The book contains an entire chapter on Trial Master File and archiving – the first detailed guidance that any regulatory authority has issued on this topic. Furthermore, it specifically addresses the subject of electronic Trial Master File (eTMF).
The chapter contains a number of key points relevant to any sponsor or CRO implementing an eTMF. I’ll cover a few key points here, focusing on those that may resolve issues discussed at great length in the past.
- Although the TMF must retain all essential documents related to a trial, the documentation “does not necessarily need to be in the same location, but it must be clear as to where it is held from TMF procedures or indexes.” As an example, MHRA cites the possibility of retaining Serious Adverse Event (SAE) cases in the pharmacovigilance department, including SUSAR receipt confirmation, rather than printing off and filing in the TMF.
- Touching on another hot topic discussed in our recent post, MHRA discusses the importance of and contents of a TMF plan for trials involving CROs. Elements of this plan might include who holds the official TMF (or portions whereof), filing processes, access and oversight, how the TMF/eTMF would be made available if either party was audited, and what is done with the TMF/eTMF when the trial is completed. MHRA does not dictate a specific “right answer” to how these issues are handled, but stresses planning and documentation of the approach.
- MHRA stresses that ICH GCP and EudraLex Volume 10 should not be considered a checklist or Table of Contents for TMF. In fact, they are only a minimum set of documentation that should be considered essential. Any and all documents needed to reconstruct the trial conduct are required to be collected and maintained.
- Duplication of documents within the TMF is to be avoided. For eTMF, this implies an approach where a single content file can be indexed to multiple locations.

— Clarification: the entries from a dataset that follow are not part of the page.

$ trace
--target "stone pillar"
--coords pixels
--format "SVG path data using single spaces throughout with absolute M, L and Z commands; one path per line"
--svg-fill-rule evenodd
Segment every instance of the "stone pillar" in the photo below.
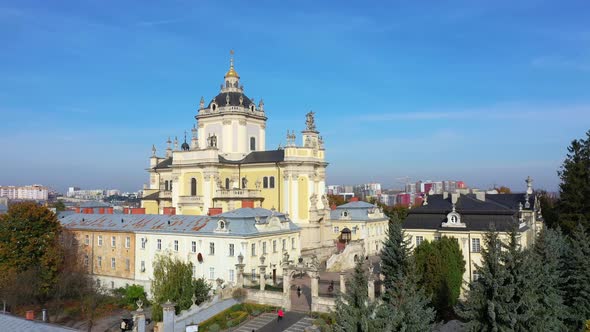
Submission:
M 133 331 L 145 332 L 145 313 L 143 310 L 133 312 Z
M 236 285 L 238 288 L 244 287 L 244 266 L 246 266 L 246 264 L 244 264 L 244 256 L 240 253 L 238 255 L 238 264 L 236 264 L 236 272 L 238 274 Z
M 344 276 L 346 274 L 344 273 L 344 271 L 340 272 L 340 292 L 342 294 L 346 293 L 346 281 L 344 280 Z
M 260 265 L 260 290 L 263 291 L 266 286 L 266 265 Z
M 368 285 L 369 285 L 369 287 L 368 287 L 369 288 L 368 289 L 368 291 L 369 291 L 369 300 L 370 301 L 375 301 L 375 279 L 370 278 L 369 279 L 369 282 L 368 282 Z
M 283 268 L 283 308 L 291 310 L 291 271 Z
M 379 280 L 381 280 L 381 296 L 385 295 L 385 275 L 379 274 Z
M 311 278 L 311 297 L 318 297 L 319 296 L 319 287 L 320 286 L 320 277 L 313 276 Z
M 166 303 L 162 304 L 162 310 L 164 311 L 164 319 L 163 319 L 163 326 L 164 331 L 162 332 L 174 332 L 174 303 L 168 300 Z M 145 324 L 144 324 L 145 325 Z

- For eTMF, emphasis needs to be placed on controls, security, training and validation.
- MHRA GCP inspectors will require “direct access to the eTMF system (not a copy), without reliance on an eTMF ‘super-user’, so the system should ideally facilitate a read-only ‘inspector or auditor view’ access.”
- Records retention (for TMF or eTMF) is a complicated subject that requires taking into account both EC and national requirements for European trials. In addition, a sponsor must design a retention strategy that accounts for sites closing, organizations being acquired, and individuals retiring).
There’s lots more. In future posts and white papers, Wingspan’s team will be discussing issues such as handling of correspondence, how you determine essential documents for a trial, and other key issues. In the meantime, if you work with TMF and don’t have a copy of the guide, I would urge you to obtain one, even if you don’t work on European trials. The guidance provided by MHRA is likely to serve as a blueprint for other regions.